Many ML algorithms, such as Random Forest, provide a feature importance score.

This improves the model's stability and interpretability, and reduces overfitting. 

The Spearman correlation coefficient is able to pick up relationships between variables even when they are nonlinear.

## 5.4. Feature Normalization

Many regression models assume normally distributed data. Let's fix skewed features by applying log transform to the numerical features.

In [None]:
for col in quantitative:
    train[col] = np.log1p(train[col])
    test[col] = np.log1p(test[col])

## 5.5. Feature Scaling

Scaling numerical features improves distance-based calculations (for KNN, SVM classifiers) and prevents feature dominance.

## 5.6. Save the processed data

In [None]:
train.to_csv('data/train_clean.csv', index=False)
test.to_csv('data/test_clean.csv', index=False)

# 6. Choose an Evaluation Metrics
For regression problems, common metrics include:
- Mean Absolute Error (MAE)
- Mean Squared Error (MSE)
- Root Mean Squared Error (RMSE)
- R-squared

For classification problems, common metrics include:
- Accuracy
- Precision
- Recall
- F1-score
- AUC

The confusion matric and ROC Curve can also bring useful insights. 

# 7. Select Algorithms
- Start with simple regression algorithms like Linear Regression and gradually explore more complex models like Random Forest, Gradient Boosting, or XGBoost.
- Consider simple ensemble methods, such as simple average, weighted average, or voting ensembles, to combine multiple models for potentially better results.
- The model chosen depends on the data. A more complex model does not always constitute a better model.

# 8. Model Validation
- Split the data into training and validation sets. A common split is 70-30 or 80-20 for training and validation, respectively. This method is computationally less intensive and often used for initial model exploration or when dealing with very large datasets.
- K-Fold Cross Validation. This method provides a more reliable evaluation, especially with smaller datasets.
- Model validation is important to assess the model's generalization performance (i.e. assess how well the model performs on unseen data). This helps prevent overfitting and gives you a more reliable estimate of your model's performance.

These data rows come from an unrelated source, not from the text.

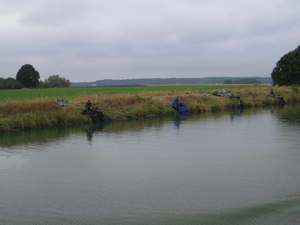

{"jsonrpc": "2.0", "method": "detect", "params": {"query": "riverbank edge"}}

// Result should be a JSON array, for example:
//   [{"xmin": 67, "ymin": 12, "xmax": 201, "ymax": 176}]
[{"xmin": 0, "ymin": 88, "xmax": 300, "ymax": 132}]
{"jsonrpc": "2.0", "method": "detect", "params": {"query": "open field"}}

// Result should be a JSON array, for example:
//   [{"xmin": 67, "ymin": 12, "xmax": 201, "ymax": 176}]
[
  {"xmin": 0, "ymin": 85, "xmax": 300, "ymax": 132},
  {"xmin": 0, "ymin": 84, "xmax": 266, "ymax": 102}
]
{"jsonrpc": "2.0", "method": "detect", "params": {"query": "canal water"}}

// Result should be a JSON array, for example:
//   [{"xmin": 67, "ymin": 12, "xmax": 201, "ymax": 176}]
[{"xmin": 0, "ymin": 105, "xmax": 300, "ymax": 225}]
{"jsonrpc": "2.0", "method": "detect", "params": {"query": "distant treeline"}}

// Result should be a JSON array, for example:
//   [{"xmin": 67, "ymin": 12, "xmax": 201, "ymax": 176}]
[{"xmin": 70, "ymin": 77, "xmax": 272, "ymax": 87}]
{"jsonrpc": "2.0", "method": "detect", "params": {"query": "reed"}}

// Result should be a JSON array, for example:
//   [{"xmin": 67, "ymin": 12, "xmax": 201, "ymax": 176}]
[{"xmin": 0, "ymin": 86, "xmax": 300, "ymax": 131}]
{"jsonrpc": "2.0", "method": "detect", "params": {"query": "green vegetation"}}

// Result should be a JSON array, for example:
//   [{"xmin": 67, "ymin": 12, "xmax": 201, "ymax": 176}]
[
  {"xmin": 39, "ymin": 75, "xmax": 71, "ymax": 88},
  {"xmin": 0, "ymin": 85, "xmax": 300, "ymax": 131},
  {"xmin": 271, "ymin": 45, "xmax": 300, "ymax": 86},
  {"xmin": 0, "ymin": 85, "xmax": 266, "ymax": 102}
]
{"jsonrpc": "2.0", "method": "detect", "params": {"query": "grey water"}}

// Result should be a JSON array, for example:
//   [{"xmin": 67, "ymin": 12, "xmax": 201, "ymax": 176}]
[{"xmin": 0, "ymin": 105, "xmax": 300, "ymax": 225}]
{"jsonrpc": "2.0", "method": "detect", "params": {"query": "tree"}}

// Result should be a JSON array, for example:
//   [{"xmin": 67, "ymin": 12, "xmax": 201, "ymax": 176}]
[
  {"xmin": 16, "ymin": 64, "xmax": 40, "ymax": 88},
  {"xmin": 271, "ymin": 45, "xmax": 300, "ymax": 86},
  {"xmin": 44, "ymin": 75, "xmax": 71, "ymax": 88}
]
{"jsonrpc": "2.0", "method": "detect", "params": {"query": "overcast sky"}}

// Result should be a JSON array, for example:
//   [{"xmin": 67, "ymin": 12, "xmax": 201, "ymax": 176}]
[{"xmin": 0, "ymin": 0, "xmax": 300, "ymax": 82}]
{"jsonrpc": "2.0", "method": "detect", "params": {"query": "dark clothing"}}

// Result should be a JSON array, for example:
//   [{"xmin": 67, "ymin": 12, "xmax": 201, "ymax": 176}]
[{"xmin": 172, "ymin": 98, "xmax": 179, "ymax": 109}]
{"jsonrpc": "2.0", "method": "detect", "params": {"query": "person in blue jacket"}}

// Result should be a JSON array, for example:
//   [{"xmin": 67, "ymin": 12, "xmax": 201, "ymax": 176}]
[{"xmin": 172, "ymin": 96, "xmax": 179, "ymax": 109}]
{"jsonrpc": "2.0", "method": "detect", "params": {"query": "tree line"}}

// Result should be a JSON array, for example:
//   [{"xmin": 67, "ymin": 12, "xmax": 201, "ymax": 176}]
[
  {"xmin": 0, "ymin": 45, "xmax": 300, "ymax": 89},
  {"xmin": 0, "ymin": 64, "xmax": 71, "ymax": 89}
]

## 8.1. Hyperparameter Tuning
- Tune the hyperparameters of your chosen algorithms on the validation dataset using techniques like grid search or random search to find the best combination.
- Optuna is an efficient and effective way to search for optimal hyperparameters.

## 8.2. Regularization
- Implement regularization techniques like L1 (Lasso) or L2 (Ridge) regularization to prevent overfitting.
- Many ML algorithms include regularization parameters, including L1 and L2, sometimes called reg_alpha or reg_lambda. Read up on your chosen algorithms regularization parameters and tune them accordingly on your validation set.

# 9. Fit the final model

Fit the best model on the whole training set (including the validation set) using the optimal hyperparameters found during model validation.

# 10. Predict

Generate predictions on the test set (unseen data).

# 11. Model Persistence
Save the model weights for future use.